BenchmarkTools for benchmarking thread scalability of functions

gerhardu · September 3, 2022, 12:49am

I use BenchmarkTools.jl to benchmark functions in my code. That works great!
But what I am missing is a good interface to analyze thread scalability. Is there an option in BenchmarkTools.jl or another package?

As far as I know, the number of threads cannot be changed during execution time.
Therefore, I wrote a script that starts second julia script several times using increasing number of threads. The second script benchmarks my function and writes the result to a file.
At the end, I plot the benchmark results from the file to get an idea of the performance for different number of threads. That work, but is elaborate. Has anyone a suggestion how to make this better?

Actually, I was surprised that I could not find anything within BenchmarkTools.jl since it is an important issue when it comes to speed up.

Thanks

lmiq · September 3, 2022, 2:10am

It is fairly common that the number of threads optimal for performance in a code is not the maximum number of threads available. Thus, it is nice to decouple the number of threads used by a function from the actual number of threads. Doing that, you can easily from a single Julia section evaluate the scalability.

For example:

julia> function splitter(n,nchunks,ichunk)
           n_per_chunk = div(n,nchunks) # only works for multiples
           first = (ichunk-1)*n_per_chunk+1
           last = ichunk*n_per_chunk
           return first:last
       end
       function sumstuff(x; nchunks=Threads.nthreads())
           partial_sums = fill(zero(eltype(x)), nchunks)
           Threads.@threads for ichunk in 1:nchunks
               for i in splitter(length(x), nchunks, ichunk)
                   @inbounds partial_sums[ichunk] += x[i]
               end
           end
           return sum(partial_sums)
       end
sumstuff (generic function with 1 method)

julia> x = rand(10^7);

julia> sum(x) ≈ sumstuff(x)
true

julia> @btime sum($x)
  4.913 ms (0 allocations: 0 bytes)
5.001204526098089e6

julia> Threads.nthreads()
8

julia> @btime sumstuff($x; nchunks=2)
  6.053 ms (50 allocations: 4.44 KiB)
5.001204526097896e6

julia> @btime sumstuff($x; nchunks=4)
  3.158 ms (50 allocations: 4.45 KiB)
5.001204526098112e6

julia> @btime sumstuff($x; nchunks=8)
  2.855 ms (50 allocations: 4.48 KiB)
5.001204526098093e6

Of course you can use a much smarter and general splitter, etc, but that is the idea. With that in a single section you can benchmark the scalability of the code, and additionally, there are cases where using more chunks than threads is useful, particularly if the workload is uneven. For instance, it seems here that this is slightly faster:

julia> @btime sumstuff($x; nchunks=32)
  2.630 ms (50 allocations: 4.69 KiB)
5.001204526098115e6

That said, I am not against having a good package to benchmark scalability of codes in general.

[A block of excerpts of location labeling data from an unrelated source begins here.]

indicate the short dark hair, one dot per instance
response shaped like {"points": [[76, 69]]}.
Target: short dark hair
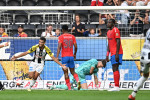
{"points": [[113, 21], [43, 38], [65, 27], [104, 63], [77, 15]]}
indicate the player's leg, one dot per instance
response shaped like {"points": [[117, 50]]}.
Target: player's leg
{"points": [[1, 86], [116, 74], [65, 61], [115, 68], [72, 70], [145, 70], [63, 86], [67, 79]]}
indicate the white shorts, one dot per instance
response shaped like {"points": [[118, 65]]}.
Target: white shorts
{"points": [[36, 67], [145, 61]]}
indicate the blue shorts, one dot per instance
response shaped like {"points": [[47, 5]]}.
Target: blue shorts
{"points": [[69, 61], [113, 60]]}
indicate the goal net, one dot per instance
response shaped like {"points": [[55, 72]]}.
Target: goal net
{"points": [[133, 24]]}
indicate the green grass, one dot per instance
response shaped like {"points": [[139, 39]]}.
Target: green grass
{"points": [[70, 95]]}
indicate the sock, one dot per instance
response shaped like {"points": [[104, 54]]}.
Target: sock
{"points": [[93, 3], [140, 83], [133, 94], [68, 84], [116, 78], [32, 82], [100, 3], [61, 87], [76, 77]]}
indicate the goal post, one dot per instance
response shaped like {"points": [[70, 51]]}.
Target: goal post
{"points": [[36, 21]]}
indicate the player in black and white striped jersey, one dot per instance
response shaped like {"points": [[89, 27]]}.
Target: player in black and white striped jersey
{"points": [[145, 65], [36, 66]]}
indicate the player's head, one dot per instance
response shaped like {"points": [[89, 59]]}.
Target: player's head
{"points": [[20, 28], [2, 30], [77, 18], [92, 31], [111, 23], [64, 28], [101, 64], [49, 27], [42, 41]]}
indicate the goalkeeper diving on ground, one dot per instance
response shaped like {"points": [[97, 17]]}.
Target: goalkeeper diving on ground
{"points": [[36, 66], [87, 68]]}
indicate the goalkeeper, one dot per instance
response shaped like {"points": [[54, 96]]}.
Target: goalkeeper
{"points": [[87, 68]]}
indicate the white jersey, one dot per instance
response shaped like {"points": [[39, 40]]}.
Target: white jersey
{"points": [[145, 54], [39, 55]]}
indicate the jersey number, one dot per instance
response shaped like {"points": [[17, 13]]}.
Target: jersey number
{"points": [[68, 43]]}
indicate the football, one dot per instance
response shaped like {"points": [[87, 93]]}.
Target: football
{"points": [[18, 82]]}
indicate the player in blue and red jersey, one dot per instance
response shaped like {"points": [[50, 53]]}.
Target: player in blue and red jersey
{"points": [[66, 42], [115, 48]]}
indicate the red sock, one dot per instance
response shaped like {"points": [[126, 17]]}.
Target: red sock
{"points": [[76, 77], [68, 84], [116, 78], [93, 3]]}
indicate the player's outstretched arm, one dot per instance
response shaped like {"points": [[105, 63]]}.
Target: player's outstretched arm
{"points": [[4, 45], [107, 55], [20, 55], [96, 80], [91, 70], [56, 60], [118, 47], [75, 50], [58, 49]]}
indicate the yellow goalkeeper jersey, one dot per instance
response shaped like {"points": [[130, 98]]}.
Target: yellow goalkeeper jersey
{"points": [[39, 55]]}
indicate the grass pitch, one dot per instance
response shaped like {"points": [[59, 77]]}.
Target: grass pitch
{"points": [[70, 95]]}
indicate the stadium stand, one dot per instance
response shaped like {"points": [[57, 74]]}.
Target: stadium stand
{"points": [[58, 3], [29, 3], [14, 3], [43, 3], [86, 2], [36, 19], [21, 19], [3, 3], [73, 3]]}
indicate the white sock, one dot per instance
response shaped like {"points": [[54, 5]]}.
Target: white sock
{"points": [[133, 94], [32, 82], [138, 86]]}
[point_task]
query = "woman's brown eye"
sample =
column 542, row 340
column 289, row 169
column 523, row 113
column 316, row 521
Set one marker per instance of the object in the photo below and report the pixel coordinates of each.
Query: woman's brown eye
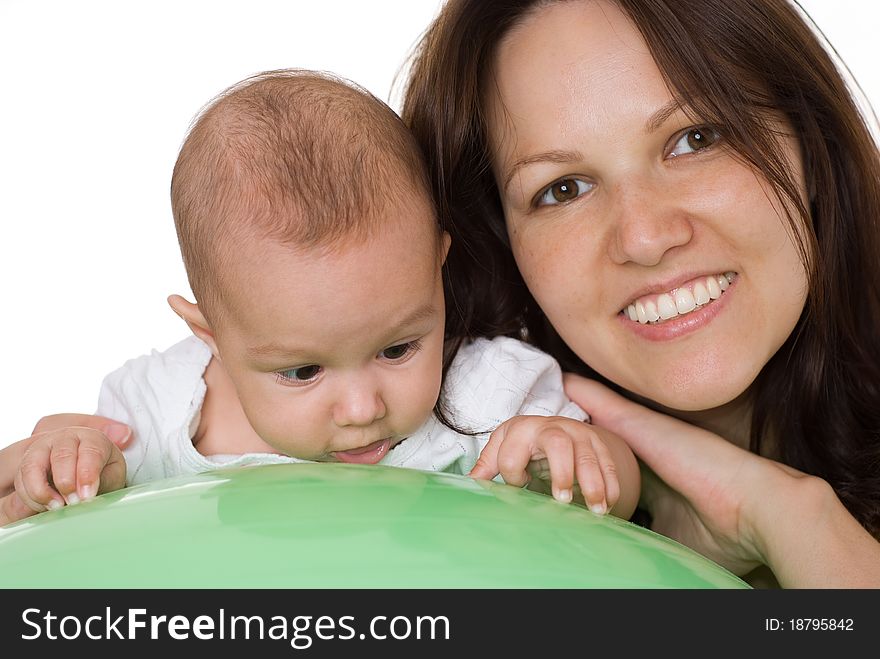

gerhardu · September 4, 2022, 5:49pm

Thanks for your advice! First I had a look at ThreadPooling.jl to restrict the number of available Threads for the loop. But your solution is more useful to me. Especially since it is easily to adopt for usage with Distributed.jl. Haven’t done that yet, but I will definitely have a go on it and compare the result to Thread parallelisation. For me that is a good way to quantify general statements, like parallelisation type x works well if the problem size is big enough and so on…

Skeptical person that I am, I implemented this splitter method and ran it with different number of threads. It gave consistent results: Eg with 1 thread chunks do not improve the timing, with 2 threads 2 chunks gave the most speed up and so on). I could also see in htop that only as many threads are active as used chunks.

I implemented a bigger computation to have a look how Thread parallelisation improves with the problem size. I expected to see the biggest speed up with the biggest problem, but this was not the case. Any idea why this is the case?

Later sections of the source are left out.